"Lidove Noviny" dotarły do materiału ministerstwa sprawiedliwości, które doszło do wniosku, że w myśl obecnych przepisów, po zamrożeniu przelewu bankowego, na władzach ciąży obowiązek udowodnienie, że środki związane są z działalności przestępczą lub mają związek z systemem sankcji.
Czescy śledczy spotykają się z niechęcią krajów spoza Unii Europejskiej do współpracy i dotyczy to głównie obszaru dawnego Związku Sowieckiego. Partnerzy z tych państw często ignorują zapytania.

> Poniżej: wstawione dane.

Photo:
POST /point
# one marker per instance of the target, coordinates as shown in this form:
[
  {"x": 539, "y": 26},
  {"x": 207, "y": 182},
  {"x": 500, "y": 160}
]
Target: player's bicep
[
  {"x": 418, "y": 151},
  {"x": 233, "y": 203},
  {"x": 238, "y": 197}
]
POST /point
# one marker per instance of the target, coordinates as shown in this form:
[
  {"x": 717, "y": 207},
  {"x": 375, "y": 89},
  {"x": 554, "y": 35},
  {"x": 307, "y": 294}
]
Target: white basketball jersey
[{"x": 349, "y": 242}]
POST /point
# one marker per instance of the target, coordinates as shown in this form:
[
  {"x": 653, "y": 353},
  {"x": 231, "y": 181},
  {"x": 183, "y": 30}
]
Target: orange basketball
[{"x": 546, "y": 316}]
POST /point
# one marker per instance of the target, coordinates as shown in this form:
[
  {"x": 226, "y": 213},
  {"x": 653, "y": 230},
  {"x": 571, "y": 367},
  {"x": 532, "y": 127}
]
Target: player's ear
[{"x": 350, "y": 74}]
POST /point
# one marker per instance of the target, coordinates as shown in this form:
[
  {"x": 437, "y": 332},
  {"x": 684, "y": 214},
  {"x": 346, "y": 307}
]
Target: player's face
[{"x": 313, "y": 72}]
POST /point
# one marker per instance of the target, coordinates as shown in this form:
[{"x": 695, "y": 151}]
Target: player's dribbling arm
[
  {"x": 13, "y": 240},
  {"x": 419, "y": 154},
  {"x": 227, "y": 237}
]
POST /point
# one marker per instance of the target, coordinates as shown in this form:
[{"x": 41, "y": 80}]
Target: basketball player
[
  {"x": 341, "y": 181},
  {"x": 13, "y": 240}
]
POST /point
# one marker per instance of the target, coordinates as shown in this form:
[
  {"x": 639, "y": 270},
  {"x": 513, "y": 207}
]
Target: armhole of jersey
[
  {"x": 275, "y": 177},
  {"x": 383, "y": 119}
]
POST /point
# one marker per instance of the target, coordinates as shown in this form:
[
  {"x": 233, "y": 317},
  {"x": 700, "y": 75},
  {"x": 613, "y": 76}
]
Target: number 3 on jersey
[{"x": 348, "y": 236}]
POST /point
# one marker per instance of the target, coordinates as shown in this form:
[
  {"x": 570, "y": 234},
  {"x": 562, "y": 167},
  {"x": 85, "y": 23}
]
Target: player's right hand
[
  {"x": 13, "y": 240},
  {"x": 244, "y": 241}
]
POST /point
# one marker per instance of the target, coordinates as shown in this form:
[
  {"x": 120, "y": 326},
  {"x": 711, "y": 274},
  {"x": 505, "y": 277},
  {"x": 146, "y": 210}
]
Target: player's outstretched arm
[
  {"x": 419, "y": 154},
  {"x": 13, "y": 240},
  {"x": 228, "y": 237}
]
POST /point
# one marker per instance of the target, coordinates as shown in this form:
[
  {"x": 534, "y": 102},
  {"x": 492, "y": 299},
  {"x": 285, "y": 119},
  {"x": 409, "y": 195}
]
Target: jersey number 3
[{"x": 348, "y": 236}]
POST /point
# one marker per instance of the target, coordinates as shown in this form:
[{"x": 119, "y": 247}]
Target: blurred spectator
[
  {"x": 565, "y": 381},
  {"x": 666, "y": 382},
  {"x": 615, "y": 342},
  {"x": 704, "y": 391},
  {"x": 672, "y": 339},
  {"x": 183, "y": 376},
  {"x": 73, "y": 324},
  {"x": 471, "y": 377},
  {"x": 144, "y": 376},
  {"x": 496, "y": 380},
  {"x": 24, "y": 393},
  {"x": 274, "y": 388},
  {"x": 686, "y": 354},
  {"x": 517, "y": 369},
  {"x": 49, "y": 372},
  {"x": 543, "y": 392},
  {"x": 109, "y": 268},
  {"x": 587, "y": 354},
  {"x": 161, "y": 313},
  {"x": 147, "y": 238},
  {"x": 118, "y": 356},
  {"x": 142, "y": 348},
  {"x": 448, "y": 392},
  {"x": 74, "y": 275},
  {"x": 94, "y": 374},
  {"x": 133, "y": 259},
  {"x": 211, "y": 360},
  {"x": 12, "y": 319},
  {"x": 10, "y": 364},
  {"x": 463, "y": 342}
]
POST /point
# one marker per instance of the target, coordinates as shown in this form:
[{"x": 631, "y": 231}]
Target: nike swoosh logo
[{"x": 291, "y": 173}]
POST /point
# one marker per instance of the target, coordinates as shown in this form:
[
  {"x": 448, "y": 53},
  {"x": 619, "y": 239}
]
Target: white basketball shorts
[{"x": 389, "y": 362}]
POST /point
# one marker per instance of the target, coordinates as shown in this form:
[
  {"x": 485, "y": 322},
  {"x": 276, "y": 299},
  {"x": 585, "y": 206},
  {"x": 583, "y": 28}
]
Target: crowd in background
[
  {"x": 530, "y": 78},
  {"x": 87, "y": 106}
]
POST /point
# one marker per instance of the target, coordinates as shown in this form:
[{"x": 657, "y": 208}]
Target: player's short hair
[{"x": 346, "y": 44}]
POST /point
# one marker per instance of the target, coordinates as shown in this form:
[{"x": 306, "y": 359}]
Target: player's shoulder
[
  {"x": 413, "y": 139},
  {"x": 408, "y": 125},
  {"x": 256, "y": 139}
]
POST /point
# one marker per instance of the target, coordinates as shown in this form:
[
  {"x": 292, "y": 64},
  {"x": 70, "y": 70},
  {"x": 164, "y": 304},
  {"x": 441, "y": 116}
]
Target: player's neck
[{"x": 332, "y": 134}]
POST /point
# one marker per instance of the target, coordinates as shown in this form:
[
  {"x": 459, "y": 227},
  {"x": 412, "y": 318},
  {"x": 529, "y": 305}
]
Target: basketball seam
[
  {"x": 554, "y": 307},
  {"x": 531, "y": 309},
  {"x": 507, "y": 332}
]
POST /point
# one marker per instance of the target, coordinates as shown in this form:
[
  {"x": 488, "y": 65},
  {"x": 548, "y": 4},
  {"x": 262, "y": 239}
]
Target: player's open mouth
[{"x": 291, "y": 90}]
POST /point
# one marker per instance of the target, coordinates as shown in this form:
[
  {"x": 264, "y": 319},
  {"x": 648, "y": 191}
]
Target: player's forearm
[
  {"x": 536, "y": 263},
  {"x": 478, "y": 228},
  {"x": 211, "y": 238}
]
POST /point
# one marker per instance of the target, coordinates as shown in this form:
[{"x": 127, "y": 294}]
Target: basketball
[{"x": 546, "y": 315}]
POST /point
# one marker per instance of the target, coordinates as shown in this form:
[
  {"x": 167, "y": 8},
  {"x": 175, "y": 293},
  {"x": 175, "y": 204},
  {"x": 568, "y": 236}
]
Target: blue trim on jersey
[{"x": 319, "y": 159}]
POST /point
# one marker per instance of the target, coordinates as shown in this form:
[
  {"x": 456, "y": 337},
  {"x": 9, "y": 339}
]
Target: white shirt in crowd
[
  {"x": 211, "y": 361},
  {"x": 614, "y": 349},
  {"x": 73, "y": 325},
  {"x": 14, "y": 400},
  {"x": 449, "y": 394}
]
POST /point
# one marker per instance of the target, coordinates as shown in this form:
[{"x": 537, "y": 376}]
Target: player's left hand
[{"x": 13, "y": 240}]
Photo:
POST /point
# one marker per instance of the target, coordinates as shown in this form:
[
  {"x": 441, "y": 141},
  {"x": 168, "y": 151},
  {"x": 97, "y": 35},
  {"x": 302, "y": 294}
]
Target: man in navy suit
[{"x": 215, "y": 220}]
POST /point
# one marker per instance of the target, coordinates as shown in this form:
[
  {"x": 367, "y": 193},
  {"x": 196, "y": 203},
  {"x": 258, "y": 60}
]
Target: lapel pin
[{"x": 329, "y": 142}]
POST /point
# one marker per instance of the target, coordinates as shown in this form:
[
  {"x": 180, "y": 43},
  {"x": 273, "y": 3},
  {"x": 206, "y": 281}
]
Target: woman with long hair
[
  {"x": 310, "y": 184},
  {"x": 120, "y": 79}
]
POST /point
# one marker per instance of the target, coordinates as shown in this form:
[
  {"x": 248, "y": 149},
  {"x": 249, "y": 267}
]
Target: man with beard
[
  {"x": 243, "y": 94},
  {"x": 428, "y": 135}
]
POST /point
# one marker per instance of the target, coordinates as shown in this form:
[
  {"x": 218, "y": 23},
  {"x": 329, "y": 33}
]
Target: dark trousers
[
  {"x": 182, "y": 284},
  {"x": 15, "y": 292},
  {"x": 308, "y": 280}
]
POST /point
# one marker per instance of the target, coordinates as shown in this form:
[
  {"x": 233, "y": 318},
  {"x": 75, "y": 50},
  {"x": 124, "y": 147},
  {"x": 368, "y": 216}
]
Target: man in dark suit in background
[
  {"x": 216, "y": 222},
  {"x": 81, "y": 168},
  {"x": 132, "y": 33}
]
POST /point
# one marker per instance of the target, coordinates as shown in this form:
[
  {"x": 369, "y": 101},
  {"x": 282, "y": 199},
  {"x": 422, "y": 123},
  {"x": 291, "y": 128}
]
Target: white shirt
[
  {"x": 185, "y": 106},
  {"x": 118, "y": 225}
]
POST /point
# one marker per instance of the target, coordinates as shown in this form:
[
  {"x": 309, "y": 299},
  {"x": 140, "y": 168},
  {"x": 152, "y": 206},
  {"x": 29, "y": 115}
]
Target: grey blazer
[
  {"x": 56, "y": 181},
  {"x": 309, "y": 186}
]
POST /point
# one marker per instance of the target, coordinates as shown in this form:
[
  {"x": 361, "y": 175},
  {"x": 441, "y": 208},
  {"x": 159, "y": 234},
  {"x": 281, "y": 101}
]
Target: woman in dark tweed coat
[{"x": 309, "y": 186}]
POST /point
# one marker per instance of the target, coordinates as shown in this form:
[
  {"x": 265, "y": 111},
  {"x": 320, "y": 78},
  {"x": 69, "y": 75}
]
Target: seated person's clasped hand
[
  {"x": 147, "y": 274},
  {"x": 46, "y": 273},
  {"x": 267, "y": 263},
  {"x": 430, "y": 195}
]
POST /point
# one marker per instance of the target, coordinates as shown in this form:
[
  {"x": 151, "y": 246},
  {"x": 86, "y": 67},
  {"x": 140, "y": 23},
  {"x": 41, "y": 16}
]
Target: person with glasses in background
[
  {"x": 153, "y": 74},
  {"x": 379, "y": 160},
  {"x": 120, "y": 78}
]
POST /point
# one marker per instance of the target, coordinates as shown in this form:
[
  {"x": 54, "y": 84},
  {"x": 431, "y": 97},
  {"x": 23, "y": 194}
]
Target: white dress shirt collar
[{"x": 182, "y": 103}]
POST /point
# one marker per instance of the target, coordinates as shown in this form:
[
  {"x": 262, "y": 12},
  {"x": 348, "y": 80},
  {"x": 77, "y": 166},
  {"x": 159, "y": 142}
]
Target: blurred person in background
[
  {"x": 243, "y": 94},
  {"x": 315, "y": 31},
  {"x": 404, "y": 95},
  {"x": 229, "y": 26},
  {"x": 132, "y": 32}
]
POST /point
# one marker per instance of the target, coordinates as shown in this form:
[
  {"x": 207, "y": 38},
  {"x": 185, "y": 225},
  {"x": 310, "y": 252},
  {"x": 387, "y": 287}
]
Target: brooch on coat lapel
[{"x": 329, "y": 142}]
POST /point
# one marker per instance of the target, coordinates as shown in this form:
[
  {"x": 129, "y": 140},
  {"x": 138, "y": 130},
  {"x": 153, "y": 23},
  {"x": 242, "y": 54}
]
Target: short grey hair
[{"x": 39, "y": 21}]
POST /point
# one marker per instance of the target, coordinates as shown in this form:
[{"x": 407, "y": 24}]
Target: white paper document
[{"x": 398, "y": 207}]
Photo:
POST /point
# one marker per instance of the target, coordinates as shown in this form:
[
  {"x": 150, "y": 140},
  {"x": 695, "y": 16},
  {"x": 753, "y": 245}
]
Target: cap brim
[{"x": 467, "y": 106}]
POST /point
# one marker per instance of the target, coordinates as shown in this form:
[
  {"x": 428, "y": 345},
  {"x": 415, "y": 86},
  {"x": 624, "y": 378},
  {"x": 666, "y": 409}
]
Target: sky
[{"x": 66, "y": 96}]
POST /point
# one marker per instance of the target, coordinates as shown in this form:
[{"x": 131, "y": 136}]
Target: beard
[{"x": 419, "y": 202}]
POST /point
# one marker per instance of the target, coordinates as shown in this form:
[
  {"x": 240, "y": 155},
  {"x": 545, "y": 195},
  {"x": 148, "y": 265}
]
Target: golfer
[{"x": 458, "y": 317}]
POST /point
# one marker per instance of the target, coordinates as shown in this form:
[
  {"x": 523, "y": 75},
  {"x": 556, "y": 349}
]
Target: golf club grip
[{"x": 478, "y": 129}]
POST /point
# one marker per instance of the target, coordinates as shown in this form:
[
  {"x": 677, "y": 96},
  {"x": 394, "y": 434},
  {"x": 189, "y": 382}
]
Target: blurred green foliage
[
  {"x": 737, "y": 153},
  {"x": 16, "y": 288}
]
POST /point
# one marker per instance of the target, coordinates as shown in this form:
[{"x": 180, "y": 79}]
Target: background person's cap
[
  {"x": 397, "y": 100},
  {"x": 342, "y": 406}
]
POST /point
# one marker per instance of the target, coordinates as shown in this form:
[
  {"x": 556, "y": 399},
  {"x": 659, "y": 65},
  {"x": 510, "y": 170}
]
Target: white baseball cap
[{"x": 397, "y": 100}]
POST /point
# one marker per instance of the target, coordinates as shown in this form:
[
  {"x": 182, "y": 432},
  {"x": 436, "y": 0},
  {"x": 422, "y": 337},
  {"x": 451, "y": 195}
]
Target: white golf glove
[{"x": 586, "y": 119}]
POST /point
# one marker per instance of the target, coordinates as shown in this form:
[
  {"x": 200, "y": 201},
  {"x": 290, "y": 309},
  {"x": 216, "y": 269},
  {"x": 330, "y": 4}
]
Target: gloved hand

Resort sprawiedliwości Czech zaproponował trzy warianty postępowania, w których to nie władze a zainteresowany podmiot musiałby udowodnić pochodzenie pieniędzy. Pierwszy, to postępowanie cywilne prowadzone przez prokuraturę. Drugą opcją jest przejęcie podejrzanych środków w drodze postępowania administracyjnego, które byłoby prowadzone bezpośrednio przez specjalistyczną jednostkę bezpieczeństwa cybernetycznego. Trzecią opcją jest postępowanie karne, ale prowadzone nie przeciwko osobie, ale w sprawie.
Autorzy opracowania, a za nimi dziennikarze podkreślają, że potrzebne są daleko idące zmiany w ustawodawstwie oraz wykształcenie specjalistów, także sędziów, mogących prowadzić tak skomplikowane procesy cywilne i karne.